The Bbp interacts with bone sialoprotein (BSP), an essential component of bone and dentine extracellular matrix (Yacoub et al. 1994). It is possible that Bbp may function in two capacities: as an important factor in the colonization of bone tissue and as a contributing factor in S. aureus hematologic diseases (Berendt and Byren 2004). In an in vivo animal model, BSP binding capacity was found in all staphylococci-producing septic arthritis (Bremell et al. 1991). Moreover, the serum from patients suffering from bone and joint infection contained antibodies that reacted with the fusion protein of the BSP-binding protein, indicating that the protein is expressed during an infection and is immunogenic (Persson et al. 2009). The study of Vazquez et al. (2011) showed that human fibrinogen is also a ligand for Bbp which can manipulate the biology of the fibrinogen in the host (Vazquez et al. 2011). Thus, a specificity of Bbp for a factor other than BSP cannot be excluded.

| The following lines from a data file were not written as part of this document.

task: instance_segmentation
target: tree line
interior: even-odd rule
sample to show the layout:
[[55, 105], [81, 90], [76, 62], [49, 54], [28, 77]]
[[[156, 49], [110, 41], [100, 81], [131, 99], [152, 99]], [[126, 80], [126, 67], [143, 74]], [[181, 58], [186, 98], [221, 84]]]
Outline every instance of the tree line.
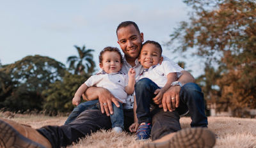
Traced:
[[[197, 78], [207, 103], [243, 117], [256, 108], [256, 1], [185, 0], [189, 20], [170, 35], [175, 52], [205, 61]], [[178, 45], [173, 47], [173, 43]]]
[[68, 112], [79, 86], [93, 72], [94, 50], [75, 46], [78, 56], [67, 58], [69, 67], [49, 57], [28, 56], [0, 65], [0, 108], [21, 112]]

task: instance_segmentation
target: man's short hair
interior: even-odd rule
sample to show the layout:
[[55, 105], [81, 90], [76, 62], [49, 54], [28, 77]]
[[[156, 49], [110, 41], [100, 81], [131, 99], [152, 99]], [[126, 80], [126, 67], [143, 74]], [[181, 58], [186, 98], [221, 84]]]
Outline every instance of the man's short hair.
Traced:
[[157, 48], [158, 48], [160, 50], [160, 56], [162, 56], [162, 52], [163, 52], [163, 49], [162, 49], [162, 47], [161, 46], [161, 45], [155, 41], [150, 41], [150, 40], [147, 40], [143, 44], [142, 44], [142, 47], [143, 47], [143, 46], [146, 44], [148, 44], [148, 43], [151, 43], [153, 44], [154, 45], [155, 45]]
[[134, 22], [132, 21], [125, 21], [125, 22], [121, 22], [120, 24], [119, 24], [118, 26], [117, 26], [116, 35], [117, 35], [117, 31], [119, 30], [119, 29], [120, 29], [122, 27], [127, 27], [128, 26], [130, 26], [130, 25], [132, 25], [133, 26], [134, 26], [135, 29], [138, 31], [138, 32], [139, 32], [139, 33], [140, 33], [139, 27], [138, 27], [138, 25], [135, 22]]
[[115, 52], [116, 53], [118, 53], [119, 54], [119, 56], [120, 56], [120, 61], [121, 63], [123, 63], [124, 59], [123, 59], [123, 57], [122, 56], [122, 54], [121, 52], [120, 51], [120, 50], [118, 49], [118, 48], [116, 47], [106, 47], [105, 48], [104, 48], [104, 49], [102, 50], [101, 50], [101, 52], [100, 52], [100, 54], [99, 55], [99, 61], [100, 63], [102, 63], [102, 60], [103, 60], [103, 57], [102, 57], [102, 55], [105, 52]]

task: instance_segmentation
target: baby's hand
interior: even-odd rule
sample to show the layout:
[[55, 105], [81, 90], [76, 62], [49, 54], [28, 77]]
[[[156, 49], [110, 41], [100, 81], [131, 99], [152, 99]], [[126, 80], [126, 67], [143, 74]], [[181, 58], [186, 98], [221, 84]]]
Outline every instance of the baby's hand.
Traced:
[[133, 69], [132, 68], [130, 68], [130, 70], [128, 71], [128, 76], [129, 77], [135, 78], [135, 75], [136, 75], [136, 72], [134, 69]]
[[72, 100], [72, 104], [77, 106], [81, 102], [81, 97], [74, 96]]

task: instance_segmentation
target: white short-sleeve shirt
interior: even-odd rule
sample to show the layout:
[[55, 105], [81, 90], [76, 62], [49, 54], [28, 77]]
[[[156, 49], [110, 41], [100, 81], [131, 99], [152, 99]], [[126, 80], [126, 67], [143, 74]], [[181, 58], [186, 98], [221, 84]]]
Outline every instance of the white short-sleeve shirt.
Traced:
[[88, 87], [97, 86], [107, 89], [111, 94], [126, 103], [127, 94], [125, 93], [125, 86], [128, 84], [128, 75], [124, 73], [106, 73], [104, 71], [91, 76], [85, 82]]
[[155, 82], [160, 88], [164, 87], [167, 82], [167, 75], [170, 73], [177, 73], [177, 77], [180, 77], [183, 68], [172, 61], [163, 61], [162, 63], [151, 66], [145, 70], [136, 78], [136, 82], [143, 78], [148, 78]]

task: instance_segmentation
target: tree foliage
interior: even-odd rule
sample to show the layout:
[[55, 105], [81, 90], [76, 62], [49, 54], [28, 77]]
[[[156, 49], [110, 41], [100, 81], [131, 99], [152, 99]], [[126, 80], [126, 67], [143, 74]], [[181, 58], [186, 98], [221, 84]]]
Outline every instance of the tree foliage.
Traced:
[[95, 63], [92, 54], [93, 49], [86, 49], [83, 45], [82, 48], [74, 46], [78, 52], [78, 56], [72, 56], [68, 57], [67, 62], [69, 63], [69, 69], [74, 70], [74, 74], [90, 75], [94, 71]]
[[87, 78], [66, 71], [62, 80], [50, 84], [49, 89], [43, 91], [45, 96], [44, 109], [50, 115], [72, 111], [74, 108], [72, 104], [74, 95]]
[[41, 110], [42, 92], [61, 80], [65, 71], [62, 63], [38, 55], [3, 65], [0, 68], [0, 107], [13, 111]]
[[[208, 99], [236, 115], [256, 108], [256, 3], [253, 0], [186, 0], [189, 21], [171, 34], [175, 51], [196, 50], [205, 59], [200, 77]], [[226, 107], [223, 107], [225, 105]]]

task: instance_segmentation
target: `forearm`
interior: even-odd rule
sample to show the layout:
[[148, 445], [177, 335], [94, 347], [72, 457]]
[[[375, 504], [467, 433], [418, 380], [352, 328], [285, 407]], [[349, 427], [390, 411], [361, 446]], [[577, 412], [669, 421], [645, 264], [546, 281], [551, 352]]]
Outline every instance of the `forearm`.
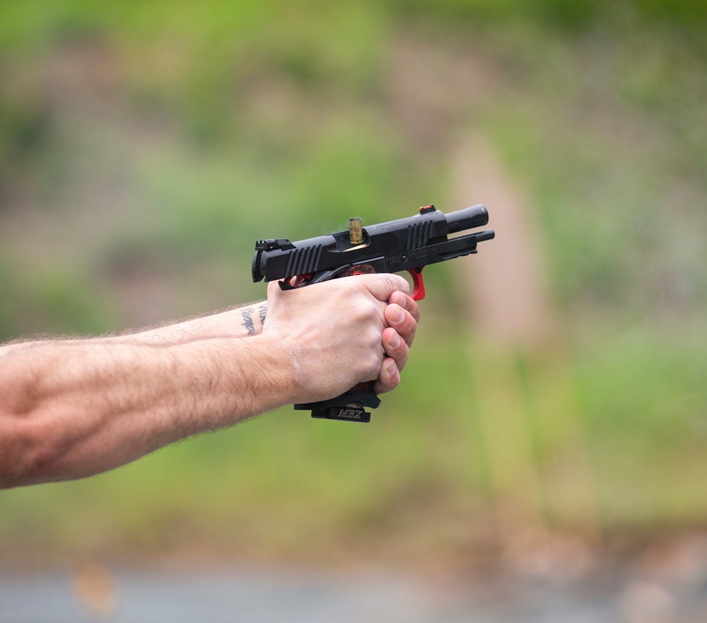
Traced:
[[[95, 337], [52, 338], [52, 341], [68, 342], [73, 344], [88, 342], [103, 344], [148, 344], [154, 346], [185, 344], [213, 337], [247, 337], [262, 331], [267, 314], [267, 301], [259, 301], [233, 309], [166, 322], [134, 331]], [[0, 357], [26, 348], [43, 345], [47, 339], [18, 340], [0, 345]]]
[[89, 476], [271, 410], [290, 402], [292, 369], [263, 336], [49, 342], [4, 358], [0, 487]]

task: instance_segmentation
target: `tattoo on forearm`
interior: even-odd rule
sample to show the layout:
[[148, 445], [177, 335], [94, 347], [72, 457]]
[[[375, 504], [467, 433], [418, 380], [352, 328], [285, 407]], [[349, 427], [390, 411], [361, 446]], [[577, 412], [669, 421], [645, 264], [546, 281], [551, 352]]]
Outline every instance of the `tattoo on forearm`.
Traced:
[[240, 314], [243, 317], [243, 326], [246, 328], [248, 332], [248, 335], [255, 334], [255, 325], [253, 324], [252, 315], [255, 311], [252, 308], [247, 308], [247, 309], [242, 309], [240, 310]]

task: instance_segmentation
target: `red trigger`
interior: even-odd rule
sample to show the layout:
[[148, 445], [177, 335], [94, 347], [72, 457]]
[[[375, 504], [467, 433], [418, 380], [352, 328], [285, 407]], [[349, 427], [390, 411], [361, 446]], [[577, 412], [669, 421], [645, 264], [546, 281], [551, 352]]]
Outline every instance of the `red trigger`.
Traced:
[[412, 277], [412, 298], [414, 301], [422, 301], [425, 298], [425, 284], [422, 281], [421, 268], [409, 268], [407, 272]]

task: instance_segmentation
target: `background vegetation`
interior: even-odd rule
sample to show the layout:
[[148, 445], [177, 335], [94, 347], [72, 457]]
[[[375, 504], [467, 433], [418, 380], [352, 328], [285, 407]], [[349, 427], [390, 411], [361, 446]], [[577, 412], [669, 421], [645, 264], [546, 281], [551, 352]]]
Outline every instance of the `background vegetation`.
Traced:
[[4, 491], [0, 556], [429, 560], [703, 528], [706, 26], [698, 0], [0, 1], [0, 338], [262, 298], [255, 239], [354, 214], [484, 202], [493, 226], [484, 197], [453, 203], [479, 135], [554, 319], [490, 334], [460, 277], [486, 250], [435, 267], [370, 425], [285, 409]]

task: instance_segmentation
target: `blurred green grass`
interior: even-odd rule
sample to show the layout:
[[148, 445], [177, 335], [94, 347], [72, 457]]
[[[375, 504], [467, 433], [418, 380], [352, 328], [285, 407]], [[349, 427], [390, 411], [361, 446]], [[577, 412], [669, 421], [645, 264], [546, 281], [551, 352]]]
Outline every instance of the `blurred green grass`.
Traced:
[[[3, 337], [251, 300], [257, 238], [463, 207], [445, 204], [449, 151], [471, 127], [538, 207], [562, 344], [489, 346], [436, 267], [403, 385], [370, 426], [285, 409], [87, 481], [4, 491], [0, 554], [451, 553], [507, 504], [559, 530], [703, 527], [701, 3], [0, 11]], [[482, 59], [483, 96], [451, 84], [431, 99], [433, 76], [395, 54], [402, 37], [443, 65]], [[165, 300], [131, 307], [141, 279]]]

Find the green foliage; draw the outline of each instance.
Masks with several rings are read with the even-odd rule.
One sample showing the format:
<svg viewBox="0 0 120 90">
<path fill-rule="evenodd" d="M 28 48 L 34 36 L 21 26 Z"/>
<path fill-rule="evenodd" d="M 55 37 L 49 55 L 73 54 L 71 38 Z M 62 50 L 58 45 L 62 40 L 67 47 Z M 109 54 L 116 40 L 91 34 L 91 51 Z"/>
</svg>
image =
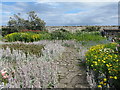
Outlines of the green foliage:
<svg viewBox="0 0 120 90">
<path fill-rule="evenodd" d="M 64 29 L 56 30 L 51 33 L 52 40 L 69 40 L 72 39 L 72 34 Z"/>
<path fill-rule="evenodd" d="M 34 11 L 30 11 L 27 14 L 28 19 L 22 18 L 20 13 L 14 14 L 13 17 L 10 17 L 10 20 L 8 21 L 8 27 L 2 29 L 2 35 L 4 36 L 13 32 L 19 32 L 20 30 L 24 29 L 40 31 L 46 30 L 46 23 L 41 20 Z"/>
<path fill-rule="evenodd" d="M 13 50 L 21 50 L 23 53 L 30 55 L 36 55 L 41 56 L 42 55 L 42 49 L 44 48 L 43 45 L 35 45 L 35 44 L 4 44 L 2 45 L 2 48 L 6 50 L 6 48 L 9 47 L 11 50 L 11 53 Z"/>
<path fill-rule="evenodd" d="M 39 40 L 76 40 L 76 41 L 100 41 L 105 39 L 100 36 L 99 32 L 80 32 L 70 33 L 64 29 L 48 33 L 47 31 L 40 32 L 16 32 L 8 34 L 4 39 L 14 41 L 33 42 Z"/>
<path fill-rule="evenodd" d="M 7 39 L 9 42 L 14 41 L 24 41 L 24 42 L 33 42 L 38 41 L 41 39 L 40 34 L 35 33 L 11 33 L 4 37 L 4 39 Z"/>
<path fill-rule="evenodd" d="M 86 29 L 83 29 L 82 31 L 85 32 L 93 32 L 93 31 L 99 31 L 100 27 L 97 26 L 87 26 Z"/>
<path fill-rule="evenodd" d="M 8 27 L 2 28 L 2 36 L 5 36 L 5 35 L 13 33 L 13 32 L 17 32 L 17 30 L 14 28 L 12 29 L 12 28 L 8 28 Z"/>
<path fill-rule="evenodd" d="M 73 38 L 77 41 L 100 41 L 105 39 L 100 36 L 99 32 L 76 32 Z"/>
<path fill-rule="evenodd" d="M 98 87 L 107 87 L 111 80 L 120 80 L 120 55 L 116 51 L 117 43 L 92 46 L 86 53 L 86 64 L 97 75 Z M 120 83 L 120 81 L 119 81 Z"/>
</svg>

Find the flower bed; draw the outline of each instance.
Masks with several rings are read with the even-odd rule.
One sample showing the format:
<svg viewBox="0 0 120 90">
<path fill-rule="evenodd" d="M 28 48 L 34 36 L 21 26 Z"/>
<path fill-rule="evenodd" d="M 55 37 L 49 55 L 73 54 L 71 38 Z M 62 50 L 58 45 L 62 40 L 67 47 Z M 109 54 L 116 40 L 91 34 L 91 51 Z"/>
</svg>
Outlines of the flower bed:
<svg viewBox="0 0 120 90">
<path fill-rule="evenodd" d="M 41 39 L 40 34 L 35 33 L 11 33 L 4 37 L 10 42 L 14 41 L 24 41 L 24 42 L 33 42 Z"/>
<path fill-rule="evenodd" d="M 96 73 L 98 87 L 120 84 L 120 55 L 116 46 L 117 43 L 96 45 L 86 53 L 86 64 Z"/>
</svg>

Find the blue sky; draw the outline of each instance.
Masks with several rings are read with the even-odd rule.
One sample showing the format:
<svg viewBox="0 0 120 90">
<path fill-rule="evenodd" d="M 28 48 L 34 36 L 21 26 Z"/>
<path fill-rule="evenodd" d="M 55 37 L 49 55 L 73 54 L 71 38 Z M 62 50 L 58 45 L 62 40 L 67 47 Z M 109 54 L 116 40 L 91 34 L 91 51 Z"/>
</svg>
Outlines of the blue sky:
<svg viewBox="0 0 120 90">
<path fill-rule="evenodd" d="M 5 0 L 0 25 L 7 25 L 9 17 L 35 11 L 47 26 L 118 25 L 118 2 L 20 2 Z M 33 0 L 32 0 L 33 1 Z"/>
</svg>

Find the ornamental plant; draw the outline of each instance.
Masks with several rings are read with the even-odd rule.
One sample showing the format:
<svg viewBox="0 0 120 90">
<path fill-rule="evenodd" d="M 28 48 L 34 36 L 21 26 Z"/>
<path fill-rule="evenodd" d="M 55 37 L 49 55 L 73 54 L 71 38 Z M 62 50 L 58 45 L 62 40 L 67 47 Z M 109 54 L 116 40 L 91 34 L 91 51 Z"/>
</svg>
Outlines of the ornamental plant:
<svg viewBox="0 0 120 90">
<path fill-rule="evenodd" d="M 92 46 L 86 53 L 86 64 L 96 73 L 98 87 L 120 84 L 120 54 L 117 43 Z"/>
<path fill-rule="evenodd" d="M 41 39 L 41 34 L 35 33 L 11 33 L 4 37 L 9 42 L 14 41 L 24 41 L 24 42 L 33 42 Z"/>
</svg>

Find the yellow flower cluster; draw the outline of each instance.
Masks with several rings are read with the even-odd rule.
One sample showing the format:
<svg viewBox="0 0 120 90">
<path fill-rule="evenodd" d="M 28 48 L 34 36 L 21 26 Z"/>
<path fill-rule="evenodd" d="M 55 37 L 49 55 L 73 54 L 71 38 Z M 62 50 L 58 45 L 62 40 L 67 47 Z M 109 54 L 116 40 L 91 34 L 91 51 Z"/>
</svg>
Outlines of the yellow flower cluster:
<svg viewBox="0 0 120 90">
<path fill-rule="evenodd" d="M 116 43 L 100 44 L 91 47 L 86 53 L 86 64 L 97 73 L 109 76 L 102 81 L 100 79 L 98 87 L 106 86 L 109 79 L 120 77 L 120 55 L 115 51 L 116 46 Z"/>
<path fill-rule="evenodd" d="M 8 41 L 38 41 L 41 39 L 41 34 L 35 34 L 35 33 L 11 33 L 4 37 Z"/>
</svg>

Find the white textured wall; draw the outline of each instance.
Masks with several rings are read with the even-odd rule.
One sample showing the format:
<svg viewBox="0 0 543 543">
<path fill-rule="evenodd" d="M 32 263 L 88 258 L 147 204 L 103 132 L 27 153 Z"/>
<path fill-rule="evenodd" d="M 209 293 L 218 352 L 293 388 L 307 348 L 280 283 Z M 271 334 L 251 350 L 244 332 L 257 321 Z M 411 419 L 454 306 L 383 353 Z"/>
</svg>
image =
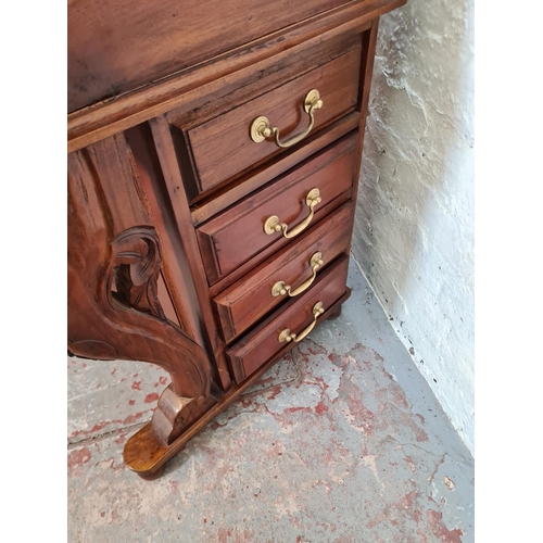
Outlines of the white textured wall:
<svg viewBox="0 0 543 543">
<path fill-rule="evenodd" d="M 473 0 L 381 18 L 353 255 L 473 453 Z"/>
</svg>

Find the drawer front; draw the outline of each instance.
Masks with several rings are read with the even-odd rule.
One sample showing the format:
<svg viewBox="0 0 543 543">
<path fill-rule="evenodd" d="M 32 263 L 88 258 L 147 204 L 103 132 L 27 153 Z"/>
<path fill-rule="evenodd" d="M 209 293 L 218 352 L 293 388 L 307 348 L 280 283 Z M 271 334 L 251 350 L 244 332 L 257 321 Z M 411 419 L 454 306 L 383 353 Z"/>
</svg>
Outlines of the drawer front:
<svg viewBox="0 0 543 543">
<path fill-rule="evenodd" d="M 214 285 L 255 255 L 264 260 L 265 248 L 280 249 L 298 237 L 296 231 L 313 226 L 348 200 L 344 194 L 353 185 L 356 139 L 353 134 L 330 146 L 199 227 L 198 241 L 209 283 Z M 311 199 L 316 194 L 314 189 L 319 200 Z M 274 224 L 270 217 L 277 217 L 278 231 L 265 231 L 266 224 Z"/>
<path fill-rule="evenodd" d="M 270 127 L 279 129 L 285 144 L 293 135 L 311 132 L 352 111 L 356 106 L 361 74 L 361 47 L 287 83 L 254 100 L 230 110 L 188 131 L 197 171 L 197 186 L 204 192 L 255 164 L 282 151 L 273 136 L 255 142 L 251 125 L 266 117 Z M 319 92 L 321 106 L 311 114 L 304 109 L 307 92 Z M 307 108 L 308 110 L 308 108 Z"/>
<path fill-rule="evenodd" d="M 289 334 L 294 333 L 298 336 L 295 339 L 300 339 L 312 324 L 318 324 L 315 305 L 320 302 L 321 308 L 326 311 L 345 292 L 348 266 L 349 257 L 340 256 L 332 266 L 323 272 L 306 293 L 290 300 L 226 351 L 238 382 L 279 353 L 288 343 Z"/>
<path fill-rule="evenodd" d="M 215 296 L 227 342 L 275 306 L 308 290 L 326 267 L 349 249 L 354 204 L 348 202 Z"/>
<path fill-rule="evenodd" d="M 346 3 L 349 0 L 70 1 L 68 111 Z"/>
</svg>

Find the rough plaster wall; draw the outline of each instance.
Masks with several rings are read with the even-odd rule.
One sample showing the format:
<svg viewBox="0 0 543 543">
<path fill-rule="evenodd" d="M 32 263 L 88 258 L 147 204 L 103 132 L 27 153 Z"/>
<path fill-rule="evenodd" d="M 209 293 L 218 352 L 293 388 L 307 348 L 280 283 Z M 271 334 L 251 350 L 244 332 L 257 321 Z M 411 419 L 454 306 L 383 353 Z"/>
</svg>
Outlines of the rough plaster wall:
<svg viewBox="0 0 543 543">
<path fill-rule="evenodd" d="M 353 255 L 473 454 L 473 0 L 381 18 Z"/>
</svg>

The diseases preferentially associated with Bbp are osteomyelitis and septic arthritis (Bremell et al. 1991; Rydén et al. 1987, 1997). The presence of bbp gene encoding for Bbp in S. aureus-caused orthopedic implant infections has been described (Campoccia et al. 2009). Moreover, co-existence of bbp and collagen-binding protein (cna) gene in such isolates suggests that these two adhesins may act together in the implant infections (Campoccia et al. 2009). The combination of the bbp and cna genes was also found in the pandemic type of community-acquired methicillin-resistant S. aureus (CA-MRSA) (Arnold et al. 2006). According to evidence, the expression of S. aureus bbp gene may correlate with genes for methicillin-resistance and Panton-Valentine leukocidin (PVL) (Otsuka et al. 2006; Witte et al. 2005). The association between the accessory gene regulator (agr) system and bbp presence in S. aureus has also been described (Montanaro et al. 2010).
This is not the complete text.